La maturità chiude la fase della scuola dell’obbligo ed apre la fase del libero arbitro, della scelta secondo le proprie possibilità ed inclinazioni.

“Quanto viene tutelata la libera scelta nel nostro paese?” ma soprattutto restando in materia di COVID; “Quanto le conseguenze sull’economia, sul lavoro hanno leso la progettualità dei nostri adolescenti che si apprestano a salpare verso il mondo dell’università e del lavoro?”
L’ansia vissuta dagli adolescenti che si rivolgono al nostro servizio è tanta e viene alimentata dall’incertezza causata dal momento di blocco e di lenta ripresa che stiamo vivendo, sommandosi ad una fisiologica precarietà propria di questa fase evolutiva. Incertezza che si somma all’incertezza.

“Come possiamo aiutare questi ragazzi che sono il futuro del nostro paese?”
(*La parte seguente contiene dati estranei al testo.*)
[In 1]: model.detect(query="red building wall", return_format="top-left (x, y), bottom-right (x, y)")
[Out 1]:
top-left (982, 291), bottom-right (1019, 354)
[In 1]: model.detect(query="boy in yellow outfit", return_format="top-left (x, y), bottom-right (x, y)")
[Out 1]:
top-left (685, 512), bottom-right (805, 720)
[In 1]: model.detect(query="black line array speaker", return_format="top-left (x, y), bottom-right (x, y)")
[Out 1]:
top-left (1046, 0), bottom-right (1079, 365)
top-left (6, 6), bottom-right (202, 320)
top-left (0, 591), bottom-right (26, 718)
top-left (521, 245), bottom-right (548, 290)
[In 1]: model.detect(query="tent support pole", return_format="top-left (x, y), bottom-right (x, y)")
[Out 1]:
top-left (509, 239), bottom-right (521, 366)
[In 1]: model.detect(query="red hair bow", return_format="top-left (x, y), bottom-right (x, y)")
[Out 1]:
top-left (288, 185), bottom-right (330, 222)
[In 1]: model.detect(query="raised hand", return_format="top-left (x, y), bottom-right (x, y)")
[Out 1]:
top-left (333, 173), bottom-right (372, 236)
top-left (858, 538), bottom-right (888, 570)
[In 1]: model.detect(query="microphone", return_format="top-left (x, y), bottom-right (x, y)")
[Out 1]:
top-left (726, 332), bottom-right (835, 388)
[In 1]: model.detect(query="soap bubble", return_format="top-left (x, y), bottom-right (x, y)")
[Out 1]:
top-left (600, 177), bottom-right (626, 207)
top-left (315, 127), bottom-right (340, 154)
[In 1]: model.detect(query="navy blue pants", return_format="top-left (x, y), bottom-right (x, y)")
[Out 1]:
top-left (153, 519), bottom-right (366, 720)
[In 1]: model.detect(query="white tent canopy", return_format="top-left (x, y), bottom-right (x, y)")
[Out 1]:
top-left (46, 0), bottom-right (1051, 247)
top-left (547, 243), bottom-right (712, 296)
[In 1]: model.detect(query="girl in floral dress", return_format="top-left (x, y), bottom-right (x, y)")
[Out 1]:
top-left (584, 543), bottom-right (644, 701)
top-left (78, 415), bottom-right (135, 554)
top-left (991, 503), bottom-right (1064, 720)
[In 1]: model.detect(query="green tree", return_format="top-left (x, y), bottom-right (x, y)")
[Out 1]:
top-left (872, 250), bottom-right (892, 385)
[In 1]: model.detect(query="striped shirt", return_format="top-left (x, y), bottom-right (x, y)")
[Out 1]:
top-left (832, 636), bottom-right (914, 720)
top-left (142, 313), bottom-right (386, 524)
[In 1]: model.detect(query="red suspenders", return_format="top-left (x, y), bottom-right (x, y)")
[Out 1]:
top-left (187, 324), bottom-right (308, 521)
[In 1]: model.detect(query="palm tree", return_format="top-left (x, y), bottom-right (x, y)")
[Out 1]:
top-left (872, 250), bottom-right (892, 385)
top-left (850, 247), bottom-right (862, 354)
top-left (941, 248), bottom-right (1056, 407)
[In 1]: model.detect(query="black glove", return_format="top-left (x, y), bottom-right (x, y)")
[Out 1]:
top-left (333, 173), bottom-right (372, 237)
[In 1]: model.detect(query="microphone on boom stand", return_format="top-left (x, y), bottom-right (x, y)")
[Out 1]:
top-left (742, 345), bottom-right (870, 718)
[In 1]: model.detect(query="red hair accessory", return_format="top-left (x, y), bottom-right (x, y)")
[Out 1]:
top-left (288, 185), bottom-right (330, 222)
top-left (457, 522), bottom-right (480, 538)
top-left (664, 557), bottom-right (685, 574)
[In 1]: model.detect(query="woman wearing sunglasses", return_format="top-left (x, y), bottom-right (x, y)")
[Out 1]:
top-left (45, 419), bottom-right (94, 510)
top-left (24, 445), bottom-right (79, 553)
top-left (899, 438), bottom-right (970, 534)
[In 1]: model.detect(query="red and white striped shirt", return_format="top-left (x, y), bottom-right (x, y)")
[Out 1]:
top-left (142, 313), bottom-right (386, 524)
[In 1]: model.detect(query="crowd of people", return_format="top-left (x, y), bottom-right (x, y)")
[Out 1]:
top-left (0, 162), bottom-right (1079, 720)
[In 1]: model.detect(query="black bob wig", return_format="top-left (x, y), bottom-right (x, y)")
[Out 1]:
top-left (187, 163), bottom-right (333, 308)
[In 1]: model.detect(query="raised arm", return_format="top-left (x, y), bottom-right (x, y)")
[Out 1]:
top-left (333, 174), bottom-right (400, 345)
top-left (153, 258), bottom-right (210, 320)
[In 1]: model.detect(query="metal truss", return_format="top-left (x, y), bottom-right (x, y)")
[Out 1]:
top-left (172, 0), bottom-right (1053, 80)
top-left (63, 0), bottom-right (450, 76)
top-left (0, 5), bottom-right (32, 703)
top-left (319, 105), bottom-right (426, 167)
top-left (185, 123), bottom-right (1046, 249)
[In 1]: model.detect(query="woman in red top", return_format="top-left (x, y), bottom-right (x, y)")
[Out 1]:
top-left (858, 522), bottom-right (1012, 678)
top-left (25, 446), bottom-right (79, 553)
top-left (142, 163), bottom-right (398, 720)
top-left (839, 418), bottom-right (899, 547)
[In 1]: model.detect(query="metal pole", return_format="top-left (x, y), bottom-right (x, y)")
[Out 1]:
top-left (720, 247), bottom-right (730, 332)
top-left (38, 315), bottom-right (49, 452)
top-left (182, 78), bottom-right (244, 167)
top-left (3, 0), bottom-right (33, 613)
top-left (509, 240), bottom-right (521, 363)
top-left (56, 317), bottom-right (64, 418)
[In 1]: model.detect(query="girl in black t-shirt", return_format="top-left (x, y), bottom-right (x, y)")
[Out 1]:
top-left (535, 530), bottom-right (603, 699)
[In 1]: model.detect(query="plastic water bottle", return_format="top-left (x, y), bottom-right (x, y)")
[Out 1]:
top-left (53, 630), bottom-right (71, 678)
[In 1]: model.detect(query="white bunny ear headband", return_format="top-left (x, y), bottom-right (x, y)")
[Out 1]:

“Come possiamo far si che non perdano la rotta, la speranza e la creatività in un periodo contraddistinto dalla perdita e dalla paura?”
Il consiglio che sentiamo di dare ai genitori è di incoraggiare i movimenti verso l’autonomia dei ragazzi, e condividere le paure e le emozioni negative attraverso lo scambio autentico delle emozioni. Spesso i genitori con cui i siamo interfacciati, si lamentano delle difficoltà comunicative che hanno con i loro figli; si descrivono come dei genitori disponibili ad ascoltare ed a parlare con i figli ma dimenticano che parlare non significa fare il terzo grado ai figli quando rincasano dalla passeggiata con gli amici. Sarebbe più funzionale chiedersi, invece, quanto da genitori siamo realmente abituati a condividere i problemi e le emozioni in famiglia e a cercarne insieme una soluzione con spirito di gruppo; o quanto i figli si sentano in dovere di non parlare, di non condividere i loro problemi, per proteggere la famiglia ed i genitori che sono già in crisi ed in difficoltà. In molte famiglie vige la regola che “i panni sporchi si lavano in casa” o che il dolore individuale ed i problemi bisogna risolverseli da soli. Sono proprio queste regole che adesso più che mai, andrebbero messe in discussione, perché il dolore se condiviso può trasformarsi in risorsa, in forza rinnovata di gruppo.
Chiedere aiuto per un figlio, significa inevitabilmente chiedere aiuto per sé stessi, per la propria coppia ed in genere per la propria famiglia; è questo che ogni genitore dovrebbe ricordare.
Questo periodo ha permesso ai figli e ai genitori di guardarsi più da vicino, di scoprire di più gli uni degli altri. In molte famiglie questo è stato un tempo per ritrovarsi, per fermare la freneticità delle vite e non essere più estranei sotto lo stesso tetto; per molti di loro sarà questa appartenenza ritrovata e rinforzata la forza propulsiva per vincere le paure ed affrontare le frustrazioni della vita che verrà.